Monday, March 11, 2013

Storm-Kafka Trident implementation notes

When updating the Storm-Kafka project to work with Kafka 0.8.0 I learned a lot about how the IPartitionedTridentSpout-derived classes should work. Here are a few of my observations:

The ZooKeeper data, including the transaction id, is stored by the NAME you give the STREAM object in your topology. So changing the name could be really bad when you try to figure out how to store State data since the transaction ids will be reset to 1.

When the topology starts there is a VERY good chance that your emitPartitionBatch method is going to be called even if the last emitPartitionBatchNew call succeeded. Why? Trident is storing the meta data returned from the last call in ZooKeeper as the 'last meta' when it calls emitPartitionBatchNew again. Upon successful completion of the emitPartitionBatch it removes the data. If the topology starts and there are objects in ZooKeeper for the partition it will assume the last emitPartitionBatchNew failed and call the emitPartitionBatch method.

The Storm-Kafka package stores the NEXT offset that should be requested from Kafka in the meta data returned. For example if the fetch from Kafka returns offsets 1000 to 1005, 'next' is set to 1006. This way the next time the emitPartitionBatchNew method is called it can call Kafka and ask to start at offset 1006. However if there is nothing in Kafka to return, you can't increment 'next' to 1007 or you will get an invalid offset error from Kafka. If emitPartitionBatch  doesn't get anything from Kafka it sets the 'start' offset to the 'next' offset. 

Storing the "NEXT" offset is also important to know when coding the emitPartitionBatch method. Since there may now be data in Kafka since the topology was stopped, the emitPartitionBatch called on startup MUST NOT emit that offset, otherwise you will get that tuple played twice (once from emitPartitionBatch on startup and again from emitPartitionBatchNew when it starts the next batch.)

4 comments:

infomessages said...

is already stable the Storm-Kafka project to work with Kafka 0.8?

git url?

Chris Curtin said...

Not stable. Found a number of things still to do once he basics were working. Here is what I was able to get working:

https://github.com/ChrisCurtin/storm-contrib/tree/master/storm-kafka

Note that the README lists the things still to do.

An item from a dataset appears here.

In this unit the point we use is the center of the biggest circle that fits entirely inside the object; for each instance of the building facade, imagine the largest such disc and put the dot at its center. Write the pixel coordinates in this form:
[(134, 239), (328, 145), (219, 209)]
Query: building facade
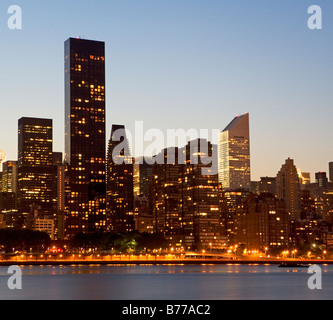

We've decided not to use Storm at this time so I've moved on to other projects.

The Gich said...

Why did you decide to move away from Storm? Was it that it didn't fulfill your business needs, or something more specifically to do with Storm itself?

Chris Curtin said...

Business reasons and I'm getting the feeling that the project is being abandoned. Go look at the google group and the type of questions and who is answering them.

A lot of hard technical questions aren't being answered and the total lack of response on what the 0.9.0 release timeframe is also unsettling.